A Randomized, Open-label, Multiple-dose, Crossover Study to Investigate the Pharmacokinetic Drug Interaction Between Rosuvastatin and Telmisartan in Healthy Volunteer (YH16410 DDI)

November 22, 2013 updated by: Yuhan Corporation

This clinical trial is designed to compare the pharmacokinetic characteristics of combination and separate administration of Crestor(Rosuvastatin) and Micardis(Telmisartan). Also investigate drug interaction between separate and combination administration.

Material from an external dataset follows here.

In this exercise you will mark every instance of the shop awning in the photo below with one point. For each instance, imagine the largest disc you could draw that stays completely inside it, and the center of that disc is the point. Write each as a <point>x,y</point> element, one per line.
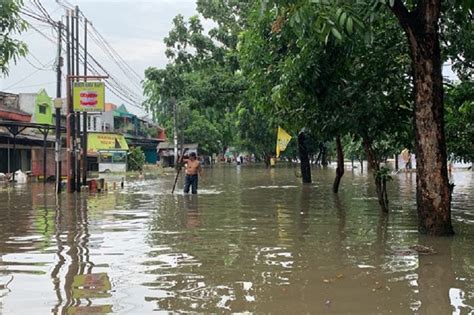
<point>106,142</point>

Total number of subjects is 48. 4 group(12 for 1 group), 2 period, consecutive 6 day administration, 16 days washout after 6th day of administration.

The subjects of Part 1 take Crestor alone and Crestor+Micardis combination by a cross-over design during 2 each period.

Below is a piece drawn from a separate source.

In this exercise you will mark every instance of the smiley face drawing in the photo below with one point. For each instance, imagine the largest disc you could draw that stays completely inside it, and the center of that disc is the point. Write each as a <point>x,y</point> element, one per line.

The other subjects of Part 2 take Micardis alone and Crestor+Micardis combination by a cross-over design during 2 each period.

Study Overview

Status

Completed

Conditions

Intervention / Treatment

Study Type

Interventional

Enrollment (Actual)

48

Phase

  • Phase 1

Contacts and Locations

This section provides the contact details for those conducting the study, and information on where this study is being conducted.

Study Locations

  • Korea, Republic of
      • Seoul, Korea, Republic of, 120-752
        • Severance Hospital, Yonsei University

Participation Criteria

Researchers look for people who fit a certain description, called eligibility criteria. Some examples of these criteria are a person's general health condition or prior treatments.

Eligibility Criteria

Ages Eligible for Study

20 years to 50 years (ADULT)

Accepts Healthy Volunteers

Yes

Genders Eligible for Study

All

Description

Inclusion Criteria:

  1. Healthy male and female aged 20 to 50 with a body mass index(BMI) between 19 and 27 kg/m2
  2. Acceptable medical history, physical examination, laboratory tests and EKG, during screening
  3. Provision of signed written informed consent •20~50 yrs old, healthy Korean Subjects

Exclusion Criteria:

1.History of and clinically significant disease 2.Sitting blood pressure meeting the following criteria at screening: 150 ≤ systolic blood pressure ≤90 (mmHg) and 95 ≤ diastolic blood pressure ≤ 50 (mmHg) amd 100 ≤ Heart rate ≤ 40 3. A history of drug abuse or the presence of positive reactions to drugs that have abuse potential in urine screenings for drugs.

4. Administration of other investigational products within 90 days prior to the first dosing.

5. Administration of herbal medicine within 30 days or administration of ethical drugs within 14 days or administration of over-the-counter (OTC) drugs within 7 days prior to the first dosing of the investigational product (if the investigator (study doctor) determines that the person meets other criteria appropriately, the relevant person may participate in the study).

6.Have AST(SGOT) or/and ALT(SGPT) > 3 times of normal upper limit at the time of screening 7. Volunteers considered not eligible for the clinical trial by the investigator (study doctor) due to reasons including laboratory test results, ECGs, or vital signs.

Study Plan

This section provides details of the study plan, including how the study is designed and what the study is measuring.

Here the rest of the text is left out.